「谷中さんは狙い打ちが出来る人。2メートル以内は入れてくる」とライバルたちに言わしめるほど、いぶし銀のベテランゴルフを披露した谷中宏至(74)が最終ラウンドを71ストロークで回り、第1ラウンドに続いて2日連続でエージシュートを達成。通算1オーバー2位に2打差をつけて大会連覇を果たした。
「第1ラウンドは丁寧にボールとラインの意識が強すぎてパッティングが決めきれなかった」と谷中は振り返る。それならば「勘を信じてやってみよう」と最終日最終組でスタートした。1番ホールでトーナメントリーダー山下英章(69)がショットを曲げてボギー。3番ホールで再び山下がボギーに。谷中は2メートルのバーディーパットを沈め、ここで山下との差が無くなった。山下は5番でバーディー、6、8番でボギーと悪い流れが止められない。一方谷中は7番パー5ホールでアプローチをミスしボギーとしたが、9番では3メートルのタッチをきちんと合わせてバーディー。フロントナインを終えて、1打差で拮抗状態から抜け出したことを知る。
後半の10番パー4で谷中はセカンドショットを左奥へ打ち込んでしまう。さらにアプローチミスで10メートルのパーパットを残したが、これが打ち出しラインと傾斜の読みが合い、脅威のパーセーブ。心理的にも大きく作用したことになる。せめぎ合いが続いたが、谷中は自分のペースを貫いた。「エージシュート」という目標を立てたことも、安定のプレーに繋がり、スコアを落とす仲間を横目にしながら、通算1オーバーで大会連覇を達成したのだった。
「入っても入らなくてもいい。グリーンではポーンと打つこと。もう、老人ゴルフだよね」と微笑んだ。ショットもパッティングも一定のペースを守り、流れを変えることはなかった。「勝負に対するこだわりはないんです。ただエージシュートは狙っていました。真剣すぎるとね、イップスになりますよ。ゴルフはだいたいでいいんです」。自分のゴルフを信じた結果がエージシュート、さらに優勝を結び付けた。

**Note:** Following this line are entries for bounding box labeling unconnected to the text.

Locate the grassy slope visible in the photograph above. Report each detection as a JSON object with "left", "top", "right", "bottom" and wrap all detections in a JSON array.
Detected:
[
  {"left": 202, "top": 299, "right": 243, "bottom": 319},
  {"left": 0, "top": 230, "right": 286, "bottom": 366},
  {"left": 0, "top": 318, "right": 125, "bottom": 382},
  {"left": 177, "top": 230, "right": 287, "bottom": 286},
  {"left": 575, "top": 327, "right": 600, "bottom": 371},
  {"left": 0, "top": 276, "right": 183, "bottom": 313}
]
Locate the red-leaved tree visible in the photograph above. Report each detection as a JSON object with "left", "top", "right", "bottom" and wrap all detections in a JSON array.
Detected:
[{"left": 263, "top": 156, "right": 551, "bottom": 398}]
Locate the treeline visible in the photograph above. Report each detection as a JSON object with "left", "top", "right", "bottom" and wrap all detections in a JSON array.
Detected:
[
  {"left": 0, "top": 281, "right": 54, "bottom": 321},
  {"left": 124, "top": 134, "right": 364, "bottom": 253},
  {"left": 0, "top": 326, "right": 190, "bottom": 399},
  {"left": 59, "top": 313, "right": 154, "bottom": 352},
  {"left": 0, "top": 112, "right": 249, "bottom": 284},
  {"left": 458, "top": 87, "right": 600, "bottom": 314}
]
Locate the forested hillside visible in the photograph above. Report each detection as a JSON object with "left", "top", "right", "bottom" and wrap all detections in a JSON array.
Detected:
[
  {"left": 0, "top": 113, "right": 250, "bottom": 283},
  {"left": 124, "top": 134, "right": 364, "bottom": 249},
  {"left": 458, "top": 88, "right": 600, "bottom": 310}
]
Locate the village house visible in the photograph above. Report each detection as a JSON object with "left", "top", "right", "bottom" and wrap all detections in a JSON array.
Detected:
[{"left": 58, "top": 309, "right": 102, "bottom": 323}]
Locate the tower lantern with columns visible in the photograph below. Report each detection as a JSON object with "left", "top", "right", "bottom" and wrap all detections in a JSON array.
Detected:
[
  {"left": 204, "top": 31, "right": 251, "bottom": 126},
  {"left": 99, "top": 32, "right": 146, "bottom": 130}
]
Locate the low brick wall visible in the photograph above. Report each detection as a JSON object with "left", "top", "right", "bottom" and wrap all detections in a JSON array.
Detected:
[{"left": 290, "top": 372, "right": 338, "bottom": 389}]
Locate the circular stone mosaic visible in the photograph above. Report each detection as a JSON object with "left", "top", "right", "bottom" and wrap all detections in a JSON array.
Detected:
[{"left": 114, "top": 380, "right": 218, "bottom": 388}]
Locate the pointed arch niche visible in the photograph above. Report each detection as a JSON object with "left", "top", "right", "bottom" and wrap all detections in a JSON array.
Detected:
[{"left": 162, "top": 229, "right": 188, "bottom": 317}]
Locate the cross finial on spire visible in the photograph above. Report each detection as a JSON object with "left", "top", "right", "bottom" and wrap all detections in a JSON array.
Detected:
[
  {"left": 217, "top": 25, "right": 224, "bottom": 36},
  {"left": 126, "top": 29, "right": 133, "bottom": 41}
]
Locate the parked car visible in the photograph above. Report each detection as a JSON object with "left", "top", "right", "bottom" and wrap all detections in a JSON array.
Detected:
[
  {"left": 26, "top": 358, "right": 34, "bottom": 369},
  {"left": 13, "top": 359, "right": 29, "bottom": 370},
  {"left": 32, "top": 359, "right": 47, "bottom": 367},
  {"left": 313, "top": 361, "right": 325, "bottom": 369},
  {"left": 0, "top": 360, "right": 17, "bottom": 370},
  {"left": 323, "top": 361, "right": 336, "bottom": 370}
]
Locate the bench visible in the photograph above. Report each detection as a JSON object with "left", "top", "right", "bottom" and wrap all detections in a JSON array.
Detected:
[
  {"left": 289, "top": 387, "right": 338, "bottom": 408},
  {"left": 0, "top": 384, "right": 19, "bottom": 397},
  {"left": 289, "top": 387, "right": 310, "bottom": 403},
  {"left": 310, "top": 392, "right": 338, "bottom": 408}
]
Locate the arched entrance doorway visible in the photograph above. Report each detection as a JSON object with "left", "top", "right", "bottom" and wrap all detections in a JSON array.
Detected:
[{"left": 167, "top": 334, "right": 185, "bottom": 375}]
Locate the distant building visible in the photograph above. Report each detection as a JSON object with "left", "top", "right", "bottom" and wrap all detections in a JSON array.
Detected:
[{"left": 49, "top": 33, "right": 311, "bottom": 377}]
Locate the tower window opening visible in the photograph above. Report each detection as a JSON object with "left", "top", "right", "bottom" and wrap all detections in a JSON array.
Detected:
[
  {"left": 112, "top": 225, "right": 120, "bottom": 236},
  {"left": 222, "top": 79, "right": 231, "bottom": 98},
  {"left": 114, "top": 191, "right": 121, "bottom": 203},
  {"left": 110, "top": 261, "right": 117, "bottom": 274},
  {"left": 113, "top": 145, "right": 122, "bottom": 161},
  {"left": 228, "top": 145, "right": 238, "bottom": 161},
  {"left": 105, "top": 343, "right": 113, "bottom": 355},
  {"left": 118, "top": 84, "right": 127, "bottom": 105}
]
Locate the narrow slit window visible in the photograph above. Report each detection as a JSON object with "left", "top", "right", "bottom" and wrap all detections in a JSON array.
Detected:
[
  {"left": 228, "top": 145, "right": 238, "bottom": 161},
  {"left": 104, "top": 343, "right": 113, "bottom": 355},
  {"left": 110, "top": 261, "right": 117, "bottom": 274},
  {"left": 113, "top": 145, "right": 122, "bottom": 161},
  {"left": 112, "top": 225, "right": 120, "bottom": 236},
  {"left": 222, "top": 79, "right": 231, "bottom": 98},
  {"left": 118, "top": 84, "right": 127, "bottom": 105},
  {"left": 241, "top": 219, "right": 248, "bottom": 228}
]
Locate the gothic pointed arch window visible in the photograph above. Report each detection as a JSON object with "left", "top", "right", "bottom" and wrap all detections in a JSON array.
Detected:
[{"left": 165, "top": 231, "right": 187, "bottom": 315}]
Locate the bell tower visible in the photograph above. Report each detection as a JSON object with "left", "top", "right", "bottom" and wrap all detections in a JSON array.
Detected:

谷中は香川県にある高松グランドカントリークラブに長年所属している。支配人としての職務を全うし68歳で支配人業を引退。仕事に向けていた情熱を自分のゴルフに捧げることにした。これまでできなかった選手としての差を埋めるべく、必死に練習に励む毎日だった。引退した年の2016年関西プロゴルフゴールドシニア選手権で優勝すると、2019年に関西ゴールドで2勝目を挙げる。2021年のティーチングプロゴールドシニア選手権で第1回チャンピオンとしてタイトルを獲得し、今回の大会連覇という偉業を達成したことになる。今では長年付き合いのある高松グランドのメンバーさんとラウンドを共にし、実践プレーを楽しむためのアドバイスをする。心身ともに充実したレッスンライフを送る日々を過ごしている。
「私は68歳・ゴールド入りから新しいプロゴルフ人生が始まりました」とこれまでの歩みを振り返る。「だいたいでいいんです。コースにきてから練習に励むのではなく、それまでの取り組みに自信を持って、コースでは自分の実力相応の中でやり切る。今は練習も含めて、ゴルフできることが本当に楽しい。これからも挑戦させていただきますよ」と破竹の笑顔を見せて大会を締めくくった。